The Chinese Dream is an example of mass media being used to promote propaganda in the 21st century. The overall message of its propaganda was a new start for China through posters and displays.  Visuals were used in order to shape the thinking of people considering past historical and social events. Posters showing rural environments, peasants, and folk art were intended to mix both the past and present of China.

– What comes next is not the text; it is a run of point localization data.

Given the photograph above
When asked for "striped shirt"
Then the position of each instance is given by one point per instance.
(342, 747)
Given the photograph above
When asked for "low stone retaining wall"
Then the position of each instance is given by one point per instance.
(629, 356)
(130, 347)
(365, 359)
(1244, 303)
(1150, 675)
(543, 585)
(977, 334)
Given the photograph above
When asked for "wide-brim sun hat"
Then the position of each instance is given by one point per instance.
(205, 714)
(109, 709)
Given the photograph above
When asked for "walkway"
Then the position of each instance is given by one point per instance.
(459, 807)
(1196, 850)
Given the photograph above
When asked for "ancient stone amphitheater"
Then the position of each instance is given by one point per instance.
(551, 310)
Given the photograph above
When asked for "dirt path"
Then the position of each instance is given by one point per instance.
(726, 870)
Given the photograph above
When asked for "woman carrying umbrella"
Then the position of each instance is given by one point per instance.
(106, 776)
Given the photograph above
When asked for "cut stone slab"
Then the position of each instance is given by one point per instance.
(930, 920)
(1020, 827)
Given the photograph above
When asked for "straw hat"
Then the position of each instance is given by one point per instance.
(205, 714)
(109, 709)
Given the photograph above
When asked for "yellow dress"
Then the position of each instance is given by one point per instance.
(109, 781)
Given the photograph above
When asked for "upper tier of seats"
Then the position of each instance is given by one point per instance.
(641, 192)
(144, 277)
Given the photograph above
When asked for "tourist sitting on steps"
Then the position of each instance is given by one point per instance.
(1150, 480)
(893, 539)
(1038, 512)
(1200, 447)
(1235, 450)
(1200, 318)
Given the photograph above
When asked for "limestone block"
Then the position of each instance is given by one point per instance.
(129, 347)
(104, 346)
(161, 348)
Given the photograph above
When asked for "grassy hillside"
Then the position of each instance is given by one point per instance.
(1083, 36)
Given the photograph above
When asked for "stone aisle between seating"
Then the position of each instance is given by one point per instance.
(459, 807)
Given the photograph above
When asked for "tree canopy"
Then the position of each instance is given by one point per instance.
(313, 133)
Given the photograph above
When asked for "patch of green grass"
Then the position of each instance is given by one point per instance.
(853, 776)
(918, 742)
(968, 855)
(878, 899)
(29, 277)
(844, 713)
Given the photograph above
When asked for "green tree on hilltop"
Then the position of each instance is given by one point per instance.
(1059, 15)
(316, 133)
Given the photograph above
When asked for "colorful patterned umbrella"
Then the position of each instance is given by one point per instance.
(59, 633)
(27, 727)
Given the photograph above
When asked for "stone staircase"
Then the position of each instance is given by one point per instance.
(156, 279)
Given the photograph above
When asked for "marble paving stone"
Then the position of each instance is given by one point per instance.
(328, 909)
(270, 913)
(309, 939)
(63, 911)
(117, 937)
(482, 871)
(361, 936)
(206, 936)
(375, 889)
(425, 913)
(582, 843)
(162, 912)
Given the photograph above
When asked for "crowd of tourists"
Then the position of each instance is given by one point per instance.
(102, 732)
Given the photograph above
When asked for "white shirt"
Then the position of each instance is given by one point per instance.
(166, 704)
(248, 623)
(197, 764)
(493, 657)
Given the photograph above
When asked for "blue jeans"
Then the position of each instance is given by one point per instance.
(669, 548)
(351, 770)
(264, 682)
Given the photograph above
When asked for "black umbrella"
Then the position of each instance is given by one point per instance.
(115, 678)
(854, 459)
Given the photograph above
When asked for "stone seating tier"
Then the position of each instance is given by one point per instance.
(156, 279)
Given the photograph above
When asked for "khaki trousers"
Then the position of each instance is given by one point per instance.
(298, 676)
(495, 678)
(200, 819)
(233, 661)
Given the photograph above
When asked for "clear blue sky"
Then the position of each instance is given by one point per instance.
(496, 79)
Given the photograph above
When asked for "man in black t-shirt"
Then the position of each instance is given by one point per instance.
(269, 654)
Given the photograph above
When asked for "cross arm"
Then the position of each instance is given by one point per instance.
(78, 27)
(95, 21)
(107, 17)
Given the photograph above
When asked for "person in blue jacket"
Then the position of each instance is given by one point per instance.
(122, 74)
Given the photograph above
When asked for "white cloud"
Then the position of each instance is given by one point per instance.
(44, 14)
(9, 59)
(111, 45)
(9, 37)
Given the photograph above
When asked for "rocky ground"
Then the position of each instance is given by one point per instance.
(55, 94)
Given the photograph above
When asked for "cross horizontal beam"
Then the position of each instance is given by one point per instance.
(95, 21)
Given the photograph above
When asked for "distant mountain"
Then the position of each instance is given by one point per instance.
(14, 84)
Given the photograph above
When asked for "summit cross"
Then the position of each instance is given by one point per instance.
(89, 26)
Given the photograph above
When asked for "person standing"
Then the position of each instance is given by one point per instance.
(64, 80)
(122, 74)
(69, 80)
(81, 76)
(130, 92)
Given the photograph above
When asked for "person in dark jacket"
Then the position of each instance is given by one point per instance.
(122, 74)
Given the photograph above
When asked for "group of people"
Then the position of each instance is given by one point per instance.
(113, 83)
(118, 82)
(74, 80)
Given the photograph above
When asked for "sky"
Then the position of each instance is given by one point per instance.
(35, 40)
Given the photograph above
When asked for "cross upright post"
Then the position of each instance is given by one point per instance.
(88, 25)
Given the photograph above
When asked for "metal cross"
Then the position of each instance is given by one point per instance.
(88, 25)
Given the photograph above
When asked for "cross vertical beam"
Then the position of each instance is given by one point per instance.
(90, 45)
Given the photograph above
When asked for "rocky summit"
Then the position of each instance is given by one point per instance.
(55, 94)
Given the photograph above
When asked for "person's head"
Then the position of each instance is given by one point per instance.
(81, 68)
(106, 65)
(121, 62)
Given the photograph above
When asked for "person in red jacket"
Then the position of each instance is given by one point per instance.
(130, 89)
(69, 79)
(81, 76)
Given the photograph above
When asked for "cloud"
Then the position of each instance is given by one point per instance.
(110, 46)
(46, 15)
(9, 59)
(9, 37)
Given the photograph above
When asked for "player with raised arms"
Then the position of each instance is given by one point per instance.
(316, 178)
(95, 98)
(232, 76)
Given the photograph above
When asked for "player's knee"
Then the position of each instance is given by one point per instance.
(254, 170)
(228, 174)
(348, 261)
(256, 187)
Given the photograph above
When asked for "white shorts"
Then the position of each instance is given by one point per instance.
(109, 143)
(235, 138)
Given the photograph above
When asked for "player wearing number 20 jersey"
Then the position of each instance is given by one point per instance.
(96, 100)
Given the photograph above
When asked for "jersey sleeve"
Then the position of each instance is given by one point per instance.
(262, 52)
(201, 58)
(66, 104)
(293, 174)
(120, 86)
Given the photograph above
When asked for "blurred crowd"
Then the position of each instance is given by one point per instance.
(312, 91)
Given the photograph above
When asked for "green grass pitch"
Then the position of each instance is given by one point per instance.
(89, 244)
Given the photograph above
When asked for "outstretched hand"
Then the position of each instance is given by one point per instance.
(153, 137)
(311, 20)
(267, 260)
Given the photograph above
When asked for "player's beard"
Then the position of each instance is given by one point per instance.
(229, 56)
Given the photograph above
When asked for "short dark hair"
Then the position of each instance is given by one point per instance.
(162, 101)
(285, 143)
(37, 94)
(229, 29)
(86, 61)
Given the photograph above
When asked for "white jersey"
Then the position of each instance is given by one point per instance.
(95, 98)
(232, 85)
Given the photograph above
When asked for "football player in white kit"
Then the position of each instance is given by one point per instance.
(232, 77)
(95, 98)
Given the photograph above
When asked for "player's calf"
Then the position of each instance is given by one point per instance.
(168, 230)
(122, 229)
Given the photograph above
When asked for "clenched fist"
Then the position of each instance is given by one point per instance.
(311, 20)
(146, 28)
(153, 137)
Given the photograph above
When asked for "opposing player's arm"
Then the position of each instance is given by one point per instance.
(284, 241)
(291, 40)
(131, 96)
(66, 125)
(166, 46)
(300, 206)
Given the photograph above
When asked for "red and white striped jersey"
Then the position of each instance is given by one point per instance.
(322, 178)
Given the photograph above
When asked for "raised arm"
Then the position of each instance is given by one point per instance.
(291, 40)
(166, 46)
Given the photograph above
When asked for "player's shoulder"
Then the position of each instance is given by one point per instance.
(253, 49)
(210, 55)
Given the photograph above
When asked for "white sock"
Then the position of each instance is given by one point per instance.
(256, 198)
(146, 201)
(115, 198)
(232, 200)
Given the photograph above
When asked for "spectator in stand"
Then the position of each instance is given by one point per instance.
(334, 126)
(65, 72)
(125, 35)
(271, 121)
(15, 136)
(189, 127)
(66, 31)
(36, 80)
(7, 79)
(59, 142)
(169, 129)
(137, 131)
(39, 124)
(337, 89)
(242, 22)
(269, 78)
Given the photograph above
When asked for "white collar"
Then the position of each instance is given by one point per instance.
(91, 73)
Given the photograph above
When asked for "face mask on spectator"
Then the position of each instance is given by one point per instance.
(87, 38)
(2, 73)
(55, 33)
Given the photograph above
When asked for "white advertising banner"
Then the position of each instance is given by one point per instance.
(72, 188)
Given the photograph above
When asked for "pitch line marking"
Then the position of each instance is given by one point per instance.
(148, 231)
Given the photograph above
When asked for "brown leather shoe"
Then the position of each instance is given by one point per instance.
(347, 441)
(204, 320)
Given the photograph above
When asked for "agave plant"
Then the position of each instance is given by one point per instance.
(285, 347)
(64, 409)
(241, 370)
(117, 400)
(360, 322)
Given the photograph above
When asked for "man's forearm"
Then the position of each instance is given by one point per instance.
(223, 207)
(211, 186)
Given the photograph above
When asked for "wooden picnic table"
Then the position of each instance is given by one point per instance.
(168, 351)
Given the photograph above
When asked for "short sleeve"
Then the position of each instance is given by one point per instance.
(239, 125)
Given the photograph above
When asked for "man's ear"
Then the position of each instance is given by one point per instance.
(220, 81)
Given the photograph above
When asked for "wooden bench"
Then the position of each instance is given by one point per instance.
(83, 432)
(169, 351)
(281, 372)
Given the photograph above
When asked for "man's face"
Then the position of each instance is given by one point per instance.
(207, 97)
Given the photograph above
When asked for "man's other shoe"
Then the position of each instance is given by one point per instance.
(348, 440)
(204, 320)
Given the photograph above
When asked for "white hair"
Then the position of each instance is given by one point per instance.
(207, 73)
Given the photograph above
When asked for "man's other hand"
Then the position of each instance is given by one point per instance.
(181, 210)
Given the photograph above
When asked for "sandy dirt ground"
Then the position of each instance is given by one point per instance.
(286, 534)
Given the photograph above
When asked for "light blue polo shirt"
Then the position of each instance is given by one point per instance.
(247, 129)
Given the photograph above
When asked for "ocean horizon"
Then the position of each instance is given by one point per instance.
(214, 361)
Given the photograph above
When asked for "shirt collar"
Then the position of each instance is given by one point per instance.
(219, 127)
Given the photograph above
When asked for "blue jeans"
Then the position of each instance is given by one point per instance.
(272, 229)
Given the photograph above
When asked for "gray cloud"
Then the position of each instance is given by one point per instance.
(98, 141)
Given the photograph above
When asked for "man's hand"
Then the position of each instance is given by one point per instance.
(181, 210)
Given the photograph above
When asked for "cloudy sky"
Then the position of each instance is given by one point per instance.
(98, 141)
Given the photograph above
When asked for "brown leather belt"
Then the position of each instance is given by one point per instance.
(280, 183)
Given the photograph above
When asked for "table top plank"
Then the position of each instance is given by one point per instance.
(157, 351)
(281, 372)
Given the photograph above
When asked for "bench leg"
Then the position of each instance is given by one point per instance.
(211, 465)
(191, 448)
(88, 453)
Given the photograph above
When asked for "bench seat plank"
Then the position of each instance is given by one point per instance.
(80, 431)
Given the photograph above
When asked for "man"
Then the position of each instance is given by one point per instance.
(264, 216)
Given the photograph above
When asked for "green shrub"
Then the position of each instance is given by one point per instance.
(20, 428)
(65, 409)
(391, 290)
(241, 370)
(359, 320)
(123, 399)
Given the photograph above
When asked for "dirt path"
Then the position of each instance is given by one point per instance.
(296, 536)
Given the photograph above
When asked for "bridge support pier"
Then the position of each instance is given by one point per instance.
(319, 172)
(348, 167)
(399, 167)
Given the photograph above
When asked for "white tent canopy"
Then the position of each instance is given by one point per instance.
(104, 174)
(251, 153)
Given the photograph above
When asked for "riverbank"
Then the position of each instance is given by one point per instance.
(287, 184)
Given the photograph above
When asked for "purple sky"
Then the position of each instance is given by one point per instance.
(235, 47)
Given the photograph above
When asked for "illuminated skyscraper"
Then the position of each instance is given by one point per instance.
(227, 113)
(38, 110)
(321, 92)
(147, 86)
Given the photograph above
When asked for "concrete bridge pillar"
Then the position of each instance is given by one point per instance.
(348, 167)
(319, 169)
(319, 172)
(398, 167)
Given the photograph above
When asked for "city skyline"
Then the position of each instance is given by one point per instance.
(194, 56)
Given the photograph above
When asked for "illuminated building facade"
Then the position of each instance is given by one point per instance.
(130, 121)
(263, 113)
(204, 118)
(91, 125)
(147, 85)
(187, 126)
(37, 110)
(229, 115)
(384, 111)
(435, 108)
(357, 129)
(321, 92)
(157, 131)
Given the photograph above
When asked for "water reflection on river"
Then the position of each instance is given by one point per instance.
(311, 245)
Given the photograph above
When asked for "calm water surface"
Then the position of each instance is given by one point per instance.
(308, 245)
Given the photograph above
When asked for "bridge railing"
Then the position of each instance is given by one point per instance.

As the internet is becoming more advanced, China has begun to implement technology into their media and mass propaganda techniques. China has created their own digital applications throughout the recent years in order for its government to spread their word through more efficient communication. An instance where an uproar occurred was an Internet water army, where false rumors about the Coronavirus in Wenzhou and the nuclear pollution in Fukushima was spread throughout social media platforms. Because of the catastrophic outcomes, the government had taken stricter precautions with social media. WeChat was monitored in 2014 by the government for any sensitive posts (which later were deleted) and censored to minimize the possibility of any false rumors spreading.

==Vietnam==

Posters hanging everywhere often describe unity of the working class, farmers and soldiers under the leadership of the Communist Party of Vietnam and Ho Chi Minh. The teachings of ethics and ideology of Ho Chi Minh are a mandatory part of the school curriculum throughout Vietnam.